It is difficult to deny the fact that the two main military rivals to the United States — Russia and China — have been actively working to establish and/or expand their spheres of influence in areas around the globe that directly impact U.S. interests, as well as those of our nation’s allies and partners.
However, in what can only be described as a show of force intended to send a direct message to those rivals — as well as any others who’ve contemplated challenging the U.S. — the U.S. Navy just joined with a few European allies to send two major aircraft carrier strike groups into the Mediterranean Sea for joint exercises.
The U.S. Naval Institute reported that the “dual-carrier, multi-national operation” was composed of the USS John C. Stennis and USS Abraham Lincoln aircraft carriers.
The typical array of escorts those carriers usually travel with were joined in the exercises by additional warships, including guided-missile destroyers and frigates, from France, Spain and the United Kingdom.
U.S. ambassador to Russia, Jon Huntsman, was invited aboard the Lincoln to observe the exercises as they took place, perhaps signifying the fact that the military exercises were largely intended as a message to Russia and display of solidarity and cooperation among NATO allies.
In an interview with CNN, which was granted exclusive media access to document the maneuvers, Huntsman said, “When you have 200,000 tons of diplomacy that is cruising in the Mediterranean — this is what I call diplomacy, this is forward operating diplomacy — nothing else needs to be said.”
With the awesome power of the combined dual-carrier, multi-national strike force as a backdrop, Huntsman added, “You have all the confidence you need to sit down and try to find solutions to the problems that have divided us now for many, many years.”
With an eye toward Russia’s moves to establish and expand their military presence in places like Syria, as well as the neighboring Black Sea and even in the waters of the Arctic, Huntsman said the massive exercise was as much a warning to Russia as it was a display of the commitment America had to the NATO alliance.
“This is a focus on our NATO colleagues and ensuring that we have the proper messages of reassurance, of collaboration, of a commitment to the region,” Huntsman said. “One that has been very troubled because of some of Russia’s actions.
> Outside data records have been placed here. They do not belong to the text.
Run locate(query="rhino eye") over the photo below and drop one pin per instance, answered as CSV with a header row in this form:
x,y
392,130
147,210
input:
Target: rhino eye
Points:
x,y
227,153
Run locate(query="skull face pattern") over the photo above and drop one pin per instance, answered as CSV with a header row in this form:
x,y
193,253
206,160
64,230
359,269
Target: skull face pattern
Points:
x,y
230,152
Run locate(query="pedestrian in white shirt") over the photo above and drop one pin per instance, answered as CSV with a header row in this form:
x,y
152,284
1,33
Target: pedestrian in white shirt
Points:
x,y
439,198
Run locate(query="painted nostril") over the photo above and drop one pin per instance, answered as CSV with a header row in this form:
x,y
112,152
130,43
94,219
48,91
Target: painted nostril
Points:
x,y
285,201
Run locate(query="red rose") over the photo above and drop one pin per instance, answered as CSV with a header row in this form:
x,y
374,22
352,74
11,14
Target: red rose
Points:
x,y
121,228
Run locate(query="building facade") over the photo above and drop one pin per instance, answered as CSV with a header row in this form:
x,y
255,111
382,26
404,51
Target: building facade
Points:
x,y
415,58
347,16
And we’re not leaving and NATO is still the strongest collective security organization in history and we’re a big part of it.”
A media release from the U.S. Naval Forces in Europe-Africa/U.S. 6th Fleet noted that the operation was under the command of Admiral James Foggo III, who commands all U.S. Naval forces in the European/African theater and is based out of the Allied Joint Force Command in Naples, Italy.
“In the era of great power competition, particularly in the maritime domain, one carrier strike group provides tremendous operational flexibility and agility,” Foggo explained.
“Two carrier strike groups operating simultaneously, while also integrating and advancing interoperability with our highly capable NATO allies and partners, provides an unprecedented deterrent against unilateral aggression, as well as combined lethality,” he added. “It also should leave no doubt to our nations’ shared commitment to security and stability in the region.”
The dual-carrier, multi-national operation involved a grand total of 130 aircraft, 10 ships and more than 9,000 sailors and Marines, who took part in a number of various exercises and scenarios that utilized the unique capabilities of the two air wings and multiple different-classed surface ships.
USNI noted that the exercise occurred as the two separate carrier groups were passing each other, one on the way home and the other having just started a new tour.
The Stennis group is set to return to its homeport in Norfolk, Virginia, for refueling and an overhaul. The Lincoln group just left Norfolk in March for a roundabout journey through the waters of Europe, the Middle East and the Pacific prior to ending up at its new homeport in San Diego, California.
There should be little doubt that the message sent by this dual-carrier, multi-national operation in the Mediterranean was received loud and clear by the likes of Russia, China, and even Iran, and though none of those rival nations are likely to openly admit it, the show of force almost certainly will cause them to think twice before challenging U.S. naval supremacy in that region, or anywhere else, for that matter.